A Feasibility Solution of a Synchronous Generator for Optimisation of the System Power Stability using an Integrated Development Environment of Visual Basic-Excel
Emad Al-Mahdawi

Dr.Emad Al-Mahdawi*, Department of Electrical Engineering, MidKent College, Kent – United Kingdom.

Manuscript received on February 06, 2020. | Revised Manuscript received on February 10, 2020. | Manuscript published on February 30, 2020. | PP: 1261-1268 | Volume-9 Issue-3, February, 2020. | Retrieval Number: C5430029320 /2020©BEIESP | DOI: 10.35940/ijeat.C5430.029320
Open Access | Ethics and Policies | Cite | Mendeley
© The Authors. Blue Eyes Intelligence Engineering and Sciences Publication (BEIESP). This is an open access article under the CC BY-NC-ND license (http://creativecommons.org/licenses/by-nc-nd/4.0/)
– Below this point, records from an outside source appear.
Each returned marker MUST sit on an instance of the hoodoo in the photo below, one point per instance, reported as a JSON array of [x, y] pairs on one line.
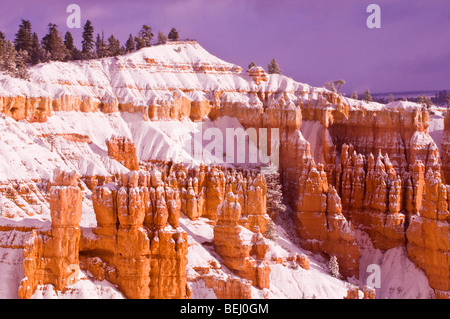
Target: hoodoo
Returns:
[[99, 194]]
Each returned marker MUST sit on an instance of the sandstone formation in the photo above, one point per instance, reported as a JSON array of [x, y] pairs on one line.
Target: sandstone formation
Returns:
[[381, 172], [51, 257], [138, 236], [123, 150], [237, 246]]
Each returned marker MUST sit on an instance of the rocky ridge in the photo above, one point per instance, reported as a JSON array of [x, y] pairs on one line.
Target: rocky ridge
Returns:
[[381, 172]]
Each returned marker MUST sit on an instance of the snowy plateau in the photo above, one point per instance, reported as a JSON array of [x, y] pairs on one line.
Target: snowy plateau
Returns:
[[91, 121]]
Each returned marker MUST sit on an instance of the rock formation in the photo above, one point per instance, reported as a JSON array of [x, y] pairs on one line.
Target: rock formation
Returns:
[[379, 171], [138, 235], [237, 246], [123, 150], [52, 257]]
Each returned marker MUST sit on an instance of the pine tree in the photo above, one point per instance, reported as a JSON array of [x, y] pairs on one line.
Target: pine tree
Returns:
[[68, 42], [38, 54], [24, 38], [367, 97], [338, 84], [114, 46], [88, 40], [2, 47], [130, 45], [162, 39], [173, 35], [146, 35], [9, 59], [273, 68], [53, 44], [101, 46]]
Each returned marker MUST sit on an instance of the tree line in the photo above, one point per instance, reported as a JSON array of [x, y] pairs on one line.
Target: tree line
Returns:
[[28, 49]]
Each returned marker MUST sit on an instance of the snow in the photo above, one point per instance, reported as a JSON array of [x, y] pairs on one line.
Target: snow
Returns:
[[436, 127], [150, 76], [83, 288], [312, 131], [399, 277]]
Abstract: Power systems are considered highly non-linear because the environment in which they operate keep changing and hence require iterative mathematical techniques to analyse them. Such changes have a resultant effect on the system`s stability. Fluctuations in parameters are experienced in loads across the networks of the system, generator`s outputs, network topology and other operating parameters. Practically, there is no analytical solution exists for solving the problem of stability. On the other hand, there are techniques available to obtain an acceptable approximate solution of such a problem, known as digital simulation. Runge-kutta method is one of these techniques which has been used broadly as it calculates every step in a sequence of sub-steps. The method relies on a complex mathematical modelling of the synchronous generator with the help of Park-Gorev`s transformation, for the sake of simplicity and intuitiveness the method is used to analyse and study the complex equations of the three-phase synchronous generator. Generally, the system is said to be stable if the opposing forces within it are balanced and at a perfect equilibrium. The aims of this research are to establish the effects of synchronous generator`s design and transient conditions upon power system stability with the help of Embedded Microsoft Excel Sheet based on Power System Stability Analysis (EMES-PSS), using the Runge-Kutta integration method. The study has proved that EMES-PSS can find the limits of Salient and Non-Salient machines stability when changing their essential parameters. The optimisation solutions of the power system stability problem can be achieved by using basic computational resources. The software can also be used on a number of modern tablets e.g., Apple`s tablets.
Keywords: Synchronous Machine, Modelling, Stability, Runge-Kutta, Visual Basic.